Thankfully I didn’t have to further suffer much of a germaphobic OCD panic attack, as Boulder does a great job of not letting the handicap stall floors get too disgusting, and, obviously, a second shower was merely a few yards away.
That reminds me, I had another fall (due to passing out from the pain of what turned out to be passing a gallstone) in July in my own shower while wearing my Series 3; thank goodness for that mistake (I usually have it on the charger in my office while showering), and I also couldn’t make my muscles respond to reach my oh-so-close-but-can’t-quite-snag-it panic button that lives in the shower; I have “housemates” on a separate floor, but they couldn’t hear me (and I’m not sure I was even able to make much sound through the continually spasming pain); when it finally occurred to me that I could just 'Hey Siri… ’ that beautiful black rectangle on my wrist, and rescue was there in mere minutes.
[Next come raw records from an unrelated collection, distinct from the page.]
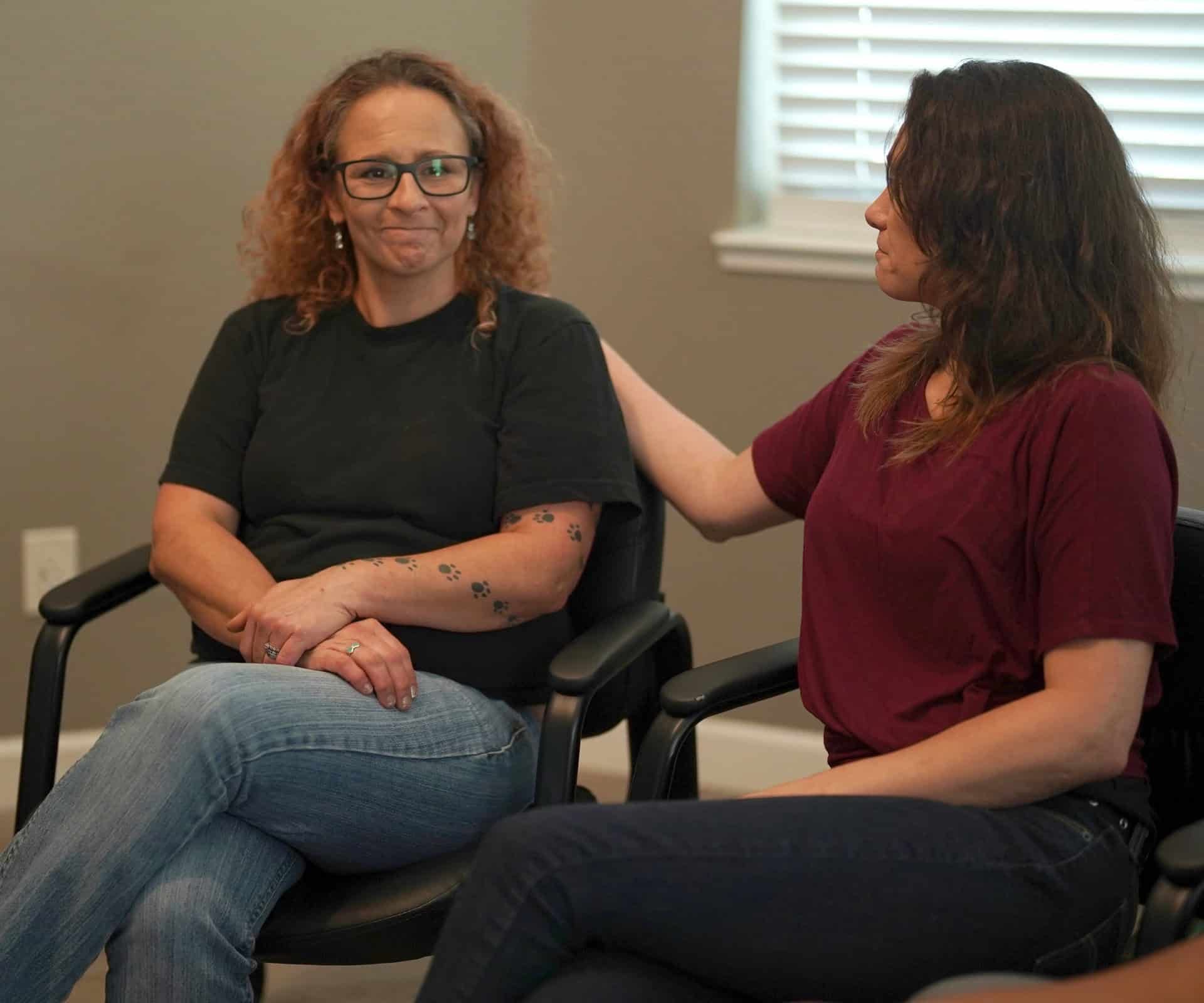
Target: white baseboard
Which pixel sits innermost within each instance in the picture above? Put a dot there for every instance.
(734, 757)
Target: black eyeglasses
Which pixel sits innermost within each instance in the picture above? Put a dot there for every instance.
(379, 179)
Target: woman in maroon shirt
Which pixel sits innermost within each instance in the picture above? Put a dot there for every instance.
(990, 499)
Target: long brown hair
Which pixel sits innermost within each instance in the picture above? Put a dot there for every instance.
(1043, 251)
(288, 240)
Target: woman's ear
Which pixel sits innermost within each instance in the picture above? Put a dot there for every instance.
(334, 210)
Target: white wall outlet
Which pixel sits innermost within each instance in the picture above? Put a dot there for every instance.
(50, 557)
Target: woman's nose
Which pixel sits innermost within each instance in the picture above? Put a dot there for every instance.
(407, 196)
(875, 213)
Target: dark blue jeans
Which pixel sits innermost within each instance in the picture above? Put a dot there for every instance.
(841, 898)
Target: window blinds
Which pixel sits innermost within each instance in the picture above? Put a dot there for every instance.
(841, 70)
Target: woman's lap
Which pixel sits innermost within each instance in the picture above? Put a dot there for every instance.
(356, 787)
(299, 755)
(791, 897)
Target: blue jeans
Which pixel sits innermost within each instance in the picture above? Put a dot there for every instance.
(170, 842)
(850, 898)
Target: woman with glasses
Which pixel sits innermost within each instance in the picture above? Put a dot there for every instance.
(383, 486)
(990, 499)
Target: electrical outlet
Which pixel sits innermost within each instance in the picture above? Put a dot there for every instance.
(50, 557)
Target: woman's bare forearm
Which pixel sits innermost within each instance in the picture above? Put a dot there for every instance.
(713, 488)
(210, 571)
(527, 570)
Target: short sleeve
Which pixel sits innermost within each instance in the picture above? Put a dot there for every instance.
(1104, 537)
(790, 456)
(219, 416)
(561, 435)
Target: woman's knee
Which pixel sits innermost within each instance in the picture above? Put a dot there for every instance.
(213, 895)
(200, 698)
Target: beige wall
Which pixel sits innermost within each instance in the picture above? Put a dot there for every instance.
(114, 285)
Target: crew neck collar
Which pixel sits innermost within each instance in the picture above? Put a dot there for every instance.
(457, 316)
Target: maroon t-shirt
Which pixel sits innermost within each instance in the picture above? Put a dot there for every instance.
(933, 589)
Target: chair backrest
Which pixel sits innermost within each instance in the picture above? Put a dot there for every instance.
(1174, 730)
(624, 567)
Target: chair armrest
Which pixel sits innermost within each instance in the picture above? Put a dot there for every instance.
(699, 694)
(1175, 898)
(99, 589)
(1180, 856)
(583, 666)
(734, 682)
(598, 654)
(66, 608)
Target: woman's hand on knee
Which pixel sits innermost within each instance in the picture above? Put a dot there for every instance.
(289, 619)
(366, 656)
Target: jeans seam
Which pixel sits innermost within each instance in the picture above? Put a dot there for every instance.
(256, 911)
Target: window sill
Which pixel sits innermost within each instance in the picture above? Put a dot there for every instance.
(828, 253)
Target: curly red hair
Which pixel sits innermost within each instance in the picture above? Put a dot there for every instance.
(288, 240)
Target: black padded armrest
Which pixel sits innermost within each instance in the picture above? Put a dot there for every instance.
(1180, 856)
(99, 589)
(734, 682)
(596, 654)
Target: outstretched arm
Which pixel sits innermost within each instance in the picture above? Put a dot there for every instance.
(714, 489)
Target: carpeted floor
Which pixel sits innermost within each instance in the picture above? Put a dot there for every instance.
(320, 984)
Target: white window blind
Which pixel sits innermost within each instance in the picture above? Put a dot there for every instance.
(824, 86)
(838, 75)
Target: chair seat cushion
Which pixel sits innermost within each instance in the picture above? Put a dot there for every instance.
(364, 919)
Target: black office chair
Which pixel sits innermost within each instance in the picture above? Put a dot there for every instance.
(1173, 881)
(628, 643)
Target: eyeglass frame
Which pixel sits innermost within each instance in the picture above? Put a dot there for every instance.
(407, 169)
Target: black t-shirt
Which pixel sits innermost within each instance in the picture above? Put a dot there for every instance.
(353, 441)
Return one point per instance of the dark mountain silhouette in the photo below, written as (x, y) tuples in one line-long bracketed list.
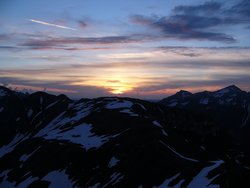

That time I happily took the ambulance ride – and the morphine, oh, thank you, morphine, Ativan, etc. – as that was already hour seven of excruciating, breathtaking, tear-streaming spasmodic pain, to the point where, as stated, I literally passed out from blinding, unbreathable agony (while seated, no less).
I had no idea I was passing a stone; I thought it was just yet another bizarre neuropathy/neuralgia my body has been experiencing these past few years. I’ve had some wicked injuries, but that, my friends, is something I wish on no one (well, maybe a couple of current world leaders).
I was shocked to hear from several mothers who also had passed gallstones, and they said they’d happily trade it for more childbirth. That really surprised me; as men, we are generally taught we are being babies for complaining about pain when mothers lord childbirth over our heads.
Anyway, buy an Apple Watch for yourself or anyone you consider a fall risk; that’s two demonstrations for me inside six months that it is pretty much a permanent part of my future.